New skills will be needed. Supporting information warfare, for example, will require different types of expertise than supporting conventional combat. Emerging technologies will require commensurate abilities. Even traditional liberal arts topics such as foreign languages and historical studies are in greater demand as the community must prepare for operations in more varied nations.

Adm. Wilson notes that the military can tap a robust reserve intelligence program rife with expertise that, in some cases, can contribute from individual home stations. He does predict an increase in teaming with academia and in mining open source information.

The DIA director emphasizes that tactical intelligence users are not requesting more information.
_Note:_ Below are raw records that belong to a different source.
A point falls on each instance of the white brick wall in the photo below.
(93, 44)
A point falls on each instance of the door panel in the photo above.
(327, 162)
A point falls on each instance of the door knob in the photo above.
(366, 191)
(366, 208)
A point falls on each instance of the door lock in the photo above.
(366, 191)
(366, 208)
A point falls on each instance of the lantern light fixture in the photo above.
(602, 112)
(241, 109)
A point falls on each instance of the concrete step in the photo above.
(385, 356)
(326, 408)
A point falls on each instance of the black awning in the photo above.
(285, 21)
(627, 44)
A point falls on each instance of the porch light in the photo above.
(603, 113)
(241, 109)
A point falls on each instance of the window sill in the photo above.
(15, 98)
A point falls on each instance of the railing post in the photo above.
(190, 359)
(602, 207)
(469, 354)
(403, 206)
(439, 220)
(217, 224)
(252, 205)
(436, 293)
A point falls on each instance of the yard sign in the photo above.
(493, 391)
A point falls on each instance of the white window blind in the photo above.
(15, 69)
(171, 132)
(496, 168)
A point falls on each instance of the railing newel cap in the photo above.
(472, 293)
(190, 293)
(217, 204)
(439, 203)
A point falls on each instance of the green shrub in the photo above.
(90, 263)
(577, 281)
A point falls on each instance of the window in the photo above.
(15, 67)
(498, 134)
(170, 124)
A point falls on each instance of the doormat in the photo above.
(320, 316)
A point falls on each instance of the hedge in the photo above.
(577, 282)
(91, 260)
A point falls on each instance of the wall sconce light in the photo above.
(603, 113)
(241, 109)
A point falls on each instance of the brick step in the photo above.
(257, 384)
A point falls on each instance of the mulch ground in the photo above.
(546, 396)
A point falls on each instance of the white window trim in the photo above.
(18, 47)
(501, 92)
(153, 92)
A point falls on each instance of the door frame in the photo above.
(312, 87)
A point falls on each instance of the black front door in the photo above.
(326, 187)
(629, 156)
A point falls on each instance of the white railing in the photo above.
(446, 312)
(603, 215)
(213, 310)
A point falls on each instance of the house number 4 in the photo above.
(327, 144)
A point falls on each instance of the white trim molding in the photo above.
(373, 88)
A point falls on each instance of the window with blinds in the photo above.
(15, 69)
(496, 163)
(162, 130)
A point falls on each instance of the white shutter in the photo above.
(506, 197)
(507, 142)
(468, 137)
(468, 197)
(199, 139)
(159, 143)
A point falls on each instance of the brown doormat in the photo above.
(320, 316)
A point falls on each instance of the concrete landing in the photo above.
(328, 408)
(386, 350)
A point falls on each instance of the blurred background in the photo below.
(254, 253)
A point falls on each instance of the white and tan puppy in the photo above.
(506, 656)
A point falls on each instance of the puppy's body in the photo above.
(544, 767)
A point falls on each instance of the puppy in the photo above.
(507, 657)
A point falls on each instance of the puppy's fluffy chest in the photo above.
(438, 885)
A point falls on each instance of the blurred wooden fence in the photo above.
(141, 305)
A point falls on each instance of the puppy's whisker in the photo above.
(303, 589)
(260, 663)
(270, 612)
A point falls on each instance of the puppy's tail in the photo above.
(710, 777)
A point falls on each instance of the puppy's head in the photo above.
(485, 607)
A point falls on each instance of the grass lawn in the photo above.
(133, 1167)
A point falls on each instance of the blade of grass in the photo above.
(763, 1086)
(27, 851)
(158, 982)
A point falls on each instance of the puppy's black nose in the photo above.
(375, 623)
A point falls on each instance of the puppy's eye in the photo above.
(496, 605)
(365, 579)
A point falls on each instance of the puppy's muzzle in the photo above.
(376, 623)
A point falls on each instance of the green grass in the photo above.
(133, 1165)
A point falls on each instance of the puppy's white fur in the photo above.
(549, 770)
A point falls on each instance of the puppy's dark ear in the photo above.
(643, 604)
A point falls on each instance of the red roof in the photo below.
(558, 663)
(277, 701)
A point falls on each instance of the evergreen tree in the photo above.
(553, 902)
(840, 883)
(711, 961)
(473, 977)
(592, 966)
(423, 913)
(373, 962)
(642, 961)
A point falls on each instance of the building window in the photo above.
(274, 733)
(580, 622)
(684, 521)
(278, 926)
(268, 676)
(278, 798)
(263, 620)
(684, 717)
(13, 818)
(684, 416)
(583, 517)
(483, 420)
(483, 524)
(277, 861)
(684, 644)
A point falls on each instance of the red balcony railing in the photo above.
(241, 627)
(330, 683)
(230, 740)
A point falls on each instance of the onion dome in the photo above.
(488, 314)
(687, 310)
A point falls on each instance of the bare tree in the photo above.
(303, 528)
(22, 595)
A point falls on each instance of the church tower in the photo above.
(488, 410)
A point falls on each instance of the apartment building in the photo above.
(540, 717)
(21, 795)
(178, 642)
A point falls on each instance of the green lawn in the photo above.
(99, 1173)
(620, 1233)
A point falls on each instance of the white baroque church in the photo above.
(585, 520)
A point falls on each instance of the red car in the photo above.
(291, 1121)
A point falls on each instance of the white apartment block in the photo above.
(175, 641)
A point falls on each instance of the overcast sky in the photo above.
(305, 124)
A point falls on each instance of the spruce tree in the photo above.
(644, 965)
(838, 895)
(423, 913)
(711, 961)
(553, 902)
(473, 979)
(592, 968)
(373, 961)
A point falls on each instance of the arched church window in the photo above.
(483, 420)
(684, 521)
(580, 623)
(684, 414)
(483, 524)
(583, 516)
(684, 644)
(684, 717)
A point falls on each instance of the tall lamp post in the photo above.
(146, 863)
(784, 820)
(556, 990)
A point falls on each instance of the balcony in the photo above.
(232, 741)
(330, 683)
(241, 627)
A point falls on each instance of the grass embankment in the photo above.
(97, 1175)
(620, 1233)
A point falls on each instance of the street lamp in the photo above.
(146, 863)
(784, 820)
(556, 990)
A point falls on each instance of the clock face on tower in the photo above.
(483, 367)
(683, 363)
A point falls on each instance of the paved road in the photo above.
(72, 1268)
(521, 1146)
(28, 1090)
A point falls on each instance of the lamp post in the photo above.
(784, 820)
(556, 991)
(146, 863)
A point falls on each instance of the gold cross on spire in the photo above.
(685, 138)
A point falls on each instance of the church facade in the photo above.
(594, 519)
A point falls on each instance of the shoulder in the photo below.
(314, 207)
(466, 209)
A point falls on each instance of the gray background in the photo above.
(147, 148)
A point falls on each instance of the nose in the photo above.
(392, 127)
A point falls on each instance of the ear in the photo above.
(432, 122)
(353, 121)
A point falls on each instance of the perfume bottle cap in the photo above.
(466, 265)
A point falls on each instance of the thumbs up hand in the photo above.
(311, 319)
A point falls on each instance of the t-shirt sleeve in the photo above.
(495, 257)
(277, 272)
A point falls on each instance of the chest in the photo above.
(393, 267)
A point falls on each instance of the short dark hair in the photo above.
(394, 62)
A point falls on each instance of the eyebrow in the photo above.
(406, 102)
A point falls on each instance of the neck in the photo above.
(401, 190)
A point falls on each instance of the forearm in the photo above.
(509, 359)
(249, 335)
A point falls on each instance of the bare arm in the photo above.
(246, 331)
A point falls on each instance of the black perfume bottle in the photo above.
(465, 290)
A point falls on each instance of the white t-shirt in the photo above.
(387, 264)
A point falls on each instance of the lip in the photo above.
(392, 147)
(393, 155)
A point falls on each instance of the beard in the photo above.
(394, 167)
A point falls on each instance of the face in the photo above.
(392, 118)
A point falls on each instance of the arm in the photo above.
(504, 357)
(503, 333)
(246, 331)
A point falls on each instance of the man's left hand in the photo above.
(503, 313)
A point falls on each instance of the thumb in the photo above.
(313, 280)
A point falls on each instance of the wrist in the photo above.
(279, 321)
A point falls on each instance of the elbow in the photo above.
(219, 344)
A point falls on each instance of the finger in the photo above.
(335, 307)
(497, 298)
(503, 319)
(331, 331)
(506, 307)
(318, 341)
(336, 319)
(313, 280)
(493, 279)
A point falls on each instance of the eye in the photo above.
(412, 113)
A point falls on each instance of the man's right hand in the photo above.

Instead, they are seeking less but want information tailored to their needs. “Our goal is to send a lot less information,” he explains. “Information management is the challenge.

“We can get the needed bandwidth and have more robust communications. But, if the information that the person needs is lost in his own TOC [tactical operations center], ship or air wing, it is no better than if it is lost in the Pentagon somewhere. The real challenge is to know what he needs, when he needs it, and in what format to get the right information to the user,” he declares.

The most important technologies that the military intelligence community needs involve reducing the amount of material that must be examined by a human, Adm. Wilson states.

“We haven’t done as well with information understanding and information management as we have with information acquisition and movement,” he warns. “We must restore the balance between information movement and information interpretation, which has not been as heavily emphasized. If we can find technology solutions that help us more in the information interpretation business, that would fill a big need.”

Industry should play more of a role than that of mere supplier, however. “I would ask industry to help us police ourselves,” the admiral states. “Industry always wants to sell things, and we have many commands that want to buy things. The way we do that is not as synchronized as it should be.

“This is our problem, not industry’s,” he continues. “If we can partner better with industry to help synchronize fielding of the technology, it would be very important.”

The admiral also wants industry to avoid underselling the training aspects of its products. It is essential to assemble a balanced program that includes a strong training component in the purchasing process, he states.